Two things I’ve learned over the last two years of parenting, four years of marriage, eight years of youth ministry, 28 years of life.
As human beings, our soul needs affirmation of those who know us, live with us, and walk this life with us.
As human beings, our soul needs to be on a short leash when running in a field of affirmation lest it wonder off the path that led it to the field in the first place.
There’s been a few circumstances in the last two weeks where I was reminded how hard ministry was when the motivating voices around me spoke from a place of lacking, insult, and degradation. Hope was hard. Identity was confused. Ministry seemed counter-intuitive.
There’s a strange thing with being lost in an open field of praise and affirmation from the people around us – it so easily becomes a drug. We become addicted to it. A quick hit strikes us to the core – swiftly and powerfully. We are validated, known, seen, and valued so quickly. It stimulates our brain, heart, soul, perspective, ego, and pride. It is definitely all inclusive. Hope is manufactured. Identity is manipulated. Ministry becomes self-seeking. Worst of all, like any addict, we begin to compromise that which seems most basic and fundamental, in order to keep the hits coming.

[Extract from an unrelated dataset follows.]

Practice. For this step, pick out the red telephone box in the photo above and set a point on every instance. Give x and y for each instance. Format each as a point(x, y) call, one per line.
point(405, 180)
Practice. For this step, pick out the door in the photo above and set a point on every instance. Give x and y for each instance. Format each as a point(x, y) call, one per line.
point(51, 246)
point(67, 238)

The great beauty and confusion of the cross is that in Christ’s death and Resurrection, reciprocated with our belief, Christ’s holiness, his identity is transferred to us. Two weekends ago as I was leading a retreat in Tahoe with 6 guys in college, the Holy Spirit highlighted the magnitude this identity transfer has on us, particularly in regards to our soul’s need of affirmation.

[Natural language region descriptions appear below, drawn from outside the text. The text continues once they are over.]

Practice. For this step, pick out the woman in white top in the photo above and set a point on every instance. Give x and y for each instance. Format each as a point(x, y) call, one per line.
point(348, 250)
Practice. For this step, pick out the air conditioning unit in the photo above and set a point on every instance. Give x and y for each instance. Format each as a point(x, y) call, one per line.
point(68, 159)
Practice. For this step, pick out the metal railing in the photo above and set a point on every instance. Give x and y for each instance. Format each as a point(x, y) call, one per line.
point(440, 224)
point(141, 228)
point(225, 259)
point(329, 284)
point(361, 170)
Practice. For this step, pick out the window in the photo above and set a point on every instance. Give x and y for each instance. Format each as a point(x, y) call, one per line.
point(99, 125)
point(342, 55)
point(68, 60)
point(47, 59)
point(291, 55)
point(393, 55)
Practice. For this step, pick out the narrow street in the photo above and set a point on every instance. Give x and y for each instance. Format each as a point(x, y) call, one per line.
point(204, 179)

Twice in the New Testament (Jesus’ Baptism & the Transfiguration) God the Father says of Jesus, “This is my Son, whom I love; with him I am well pleased.” If we believe what God has written in the Bible then we must believe that we now bear the identity of Christ (his Holiness). So if this is true, when God says, “This is my son, whom I love, with him I am well pleased,” he is speaking that over me, over you, over us, his sons and daughters.

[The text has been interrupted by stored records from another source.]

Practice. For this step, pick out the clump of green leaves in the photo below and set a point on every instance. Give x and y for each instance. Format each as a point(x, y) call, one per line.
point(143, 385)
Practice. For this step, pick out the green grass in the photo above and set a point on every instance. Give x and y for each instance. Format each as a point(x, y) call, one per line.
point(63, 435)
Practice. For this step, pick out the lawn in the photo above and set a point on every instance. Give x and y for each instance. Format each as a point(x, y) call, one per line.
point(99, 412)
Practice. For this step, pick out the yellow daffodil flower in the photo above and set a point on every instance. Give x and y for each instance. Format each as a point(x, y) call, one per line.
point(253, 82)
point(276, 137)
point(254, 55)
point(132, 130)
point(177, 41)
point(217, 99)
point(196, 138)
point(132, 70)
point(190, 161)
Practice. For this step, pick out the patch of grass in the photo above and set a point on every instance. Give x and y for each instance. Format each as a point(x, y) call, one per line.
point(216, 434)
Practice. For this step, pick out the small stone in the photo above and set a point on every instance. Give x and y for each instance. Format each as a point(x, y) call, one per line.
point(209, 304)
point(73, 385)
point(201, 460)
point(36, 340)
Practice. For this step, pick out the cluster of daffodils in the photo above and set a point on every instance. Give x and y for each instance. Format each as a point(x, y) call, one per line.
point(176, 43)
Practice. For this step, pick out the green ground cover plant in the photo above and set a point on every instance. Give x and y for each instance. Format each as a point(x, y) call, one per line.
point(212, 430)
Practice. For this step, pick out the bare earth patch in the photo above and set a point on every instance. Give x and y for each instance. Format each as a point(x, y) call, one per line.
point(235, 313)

I want to spend the next few weeks praying through the magnitude of this truth. For if I can live out of a place where I know the Creator of all the Universe, the Redeemer of all that is Broken, and Savior of this world, identifies me as his son, publicly declares his love for me, and affirms my pursuit of and work for him, then I will find myself neither loving or hating people’s praise. It will be just what it is suppose to be, pointed reminders of who I am in Christ and the favor that God has placed me in. I will neither idolize praise nor demonize praise when I know that I hold the highest praise from my Heavenly Father through the identity transfer of Christ made possible by his death and Resurrection.
May we hear, rest, and abide in this:
“You are my daughter, whom I love; with her I am well pleased.”
“You are my son, whom I love; with him I am well pleased.”